There is as yet no official figure showing whether the law has had a real impact on demand or whether street prostitutes have shifted to the indoor scene. Police say it has had a chilling effect.

"We have seen 30 percent fewer advertisements for sex between December and January," said superintendent Harald Boehler, who heads the police unit fighting prostitution and human trafficking in Oslo. "The law is having an impact on the number of buyers. Law-abiding people don't want to continue buying sex now that it is illegal."

In Sweden, which introduced similar legislation in 1999, the effects of the law have been difficult to evaluate. A governmental report is due in 2010.

While Swedish police say street prostitution has declined, prostitutes' organisations say much of the industry has moved out-of-sight, resorting to other schemes to sell sex.

Police say the clients who go to the streets in search of prostitutes are usually prone to violence.

Norwegian prostitute support groups say it is too early to tell whether demand is actually decreasing.

"January is generally not a hot month for business," said Bjoerg Norli from the Pro Centre, an Oslo-based help organisation for sex workers. "Foreign prostitutes go home before Christmas and don't come back well into January. So it's too early to tell whether the number of prostitutes has decreased."

"But we don't expect the number of prostitutes to be as large as it used to be," she added.

At least 3,000 people worked in prostitution in Norway in 2008, according to the Norwegian Institute for Labour and Social Research.

But there were nearly four times as many prostitutes working indoors in massage parlours, flats and hotels as those working in the streets, according to estimates.

There are no official figures as to the number of individuals buying sex.

Most prostitutes in Norway come from abroad, usually via human trafficking, from countries like Nigeria, Romania or the Baltic states. If they don't return to Norway, they and their traffickers will likely have moved on to other countries, said Norli. "They will go elsewhere in Europe. The Norwegian government is pushing them away to other countries."

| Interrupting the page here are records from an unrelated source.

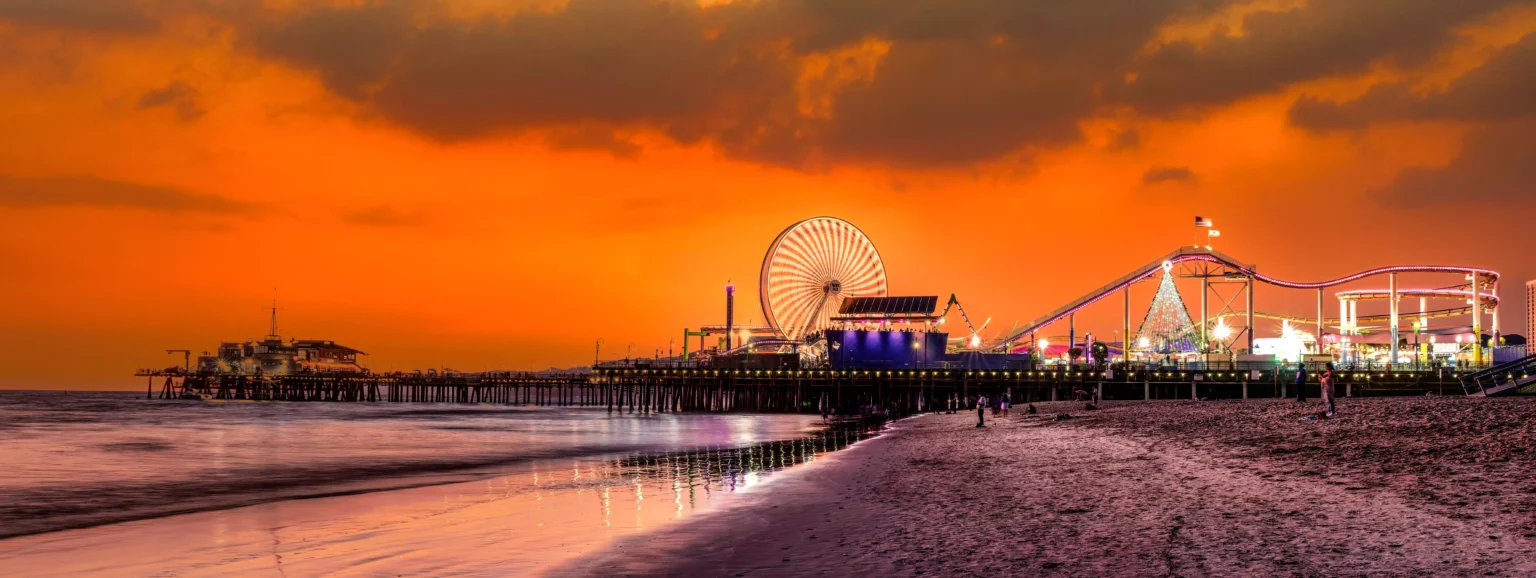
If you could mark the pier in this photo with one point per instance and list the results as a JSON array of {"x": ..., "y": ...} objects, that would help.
[{"x": 794, "y": 391}]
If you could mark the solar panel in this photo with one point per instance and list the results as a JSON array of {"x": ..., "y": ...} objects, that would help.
[{"x": 888, "y": 306}]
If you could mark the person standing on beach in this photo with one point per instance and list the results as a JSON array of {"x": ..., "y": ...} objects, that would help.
[
  {"x": 1327, "y": 388},
  {"x": 1301, "y": 382}
]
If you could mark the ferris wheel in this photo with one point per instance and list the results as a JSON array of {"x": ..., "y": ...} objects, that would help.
[{"x": 811, "y": 268}]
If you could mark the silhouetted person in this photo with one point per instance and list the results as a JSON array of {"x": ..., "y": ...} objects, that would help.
[
  {"x": 1301, "y": 382},
  {"x": 1327, "y": 389}
]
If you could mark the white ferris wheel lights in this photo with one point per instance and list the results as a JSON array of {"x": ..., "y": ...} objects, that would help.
[{"x": 811, "y": 268}]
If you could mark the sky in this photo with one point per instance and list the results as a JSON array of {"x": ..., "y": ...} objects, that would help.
[{"x": 499, "y": 185}]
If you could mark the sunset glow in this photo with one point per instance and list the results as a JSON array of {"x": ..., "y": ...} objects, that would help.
[{"x": 481, "y": 185}]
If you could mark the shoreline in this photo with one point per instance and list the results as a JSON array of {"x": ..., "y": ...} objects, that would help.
[
  {"x": 1165, "y": 488},
  {"x": 519, "y": 521}
]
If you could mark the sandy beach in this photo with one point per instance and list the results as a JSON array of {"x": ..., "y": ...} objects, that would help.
[{"x": 1392, "y": 486}]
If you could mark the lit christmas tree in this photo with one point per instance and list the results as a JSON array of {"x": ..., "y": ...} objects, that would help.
[{"x": 1168, "y": 326}]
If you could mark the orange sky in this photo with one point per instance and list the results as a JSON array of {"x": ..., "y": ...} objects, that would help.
[{"x": 165, "y": 165}]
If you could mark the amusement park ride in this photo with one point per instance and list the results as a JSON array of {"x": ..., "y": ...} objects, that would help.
[{"x": 825, "y": 295}]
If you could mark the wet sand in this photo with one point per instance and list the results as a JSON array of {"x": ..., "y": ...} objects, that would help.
[
  {"x": 518, "y": 523},
  {"x": 1392, "y": 486}
]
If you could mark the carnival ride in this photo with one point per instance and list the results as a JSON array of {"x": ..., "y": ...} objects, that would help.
[
  {"x": 810, "y": 269},
  {"x": 1212, "y": 266}
]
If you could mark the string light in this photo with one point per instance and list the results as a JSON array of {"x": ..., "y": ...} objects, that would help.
[{"x": 1168, "y": 326}]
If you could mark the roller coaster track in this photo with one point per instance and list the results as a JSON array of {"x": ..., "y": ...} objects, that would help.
[{"x": 1209, "y": 255}]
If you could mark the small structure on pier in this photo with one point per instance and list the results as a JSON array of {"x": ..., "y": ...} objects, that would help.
[{"x": 275, "y": 357}]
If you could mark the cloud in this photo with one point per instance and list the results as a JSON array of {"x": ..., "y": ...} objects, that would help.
[
  {"x": 1498, "y": 157},
  {"x": 1168, "y": 174},
  {"x": 782, "y": 82},
  {"x": 1275, "y": 49},
  {"x": 593, "y": 139},
  {"x": 100, "y": 16},
  {"x": 177, "y": 96},
  {"x": 383, "y": 217},
  {"x": 92, "y": 191},
  {"x": 1496, "y": 166},
  {"x": 799, "y": 83},
  {"x": 1125, "y": 140},
  {"x": 1498, "y": 89}
]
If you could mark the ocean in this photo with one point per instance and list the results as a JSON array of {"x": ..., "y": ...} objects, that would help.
[{"x": 89, "y": 458}]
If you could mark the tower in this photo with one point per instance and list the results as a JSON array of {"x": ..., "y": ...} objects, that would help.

Prostitutes who are Norwegian tend to be drug addicts and are often the ones who remain in the street.

"They have no other choice but to try to find clients in the street," said Norli. "They don't have the resources to organise themselves inside a flat or a hotel, and most of them are homeless anyway."

More generally, the women who get in touch with the Pro Centre feel harassed, under pressure," and "under constant police watch," she said. "The law targets men, but all the focus has been on the women. But they have not done anything wrong."

Back in central Oslo, Nadia and her two colleagues wait for punters.

"I have been standing here for three hours and there has not been a single client," said Monica, 30, shivering in the cold. "This has never happened to me before. I am going home."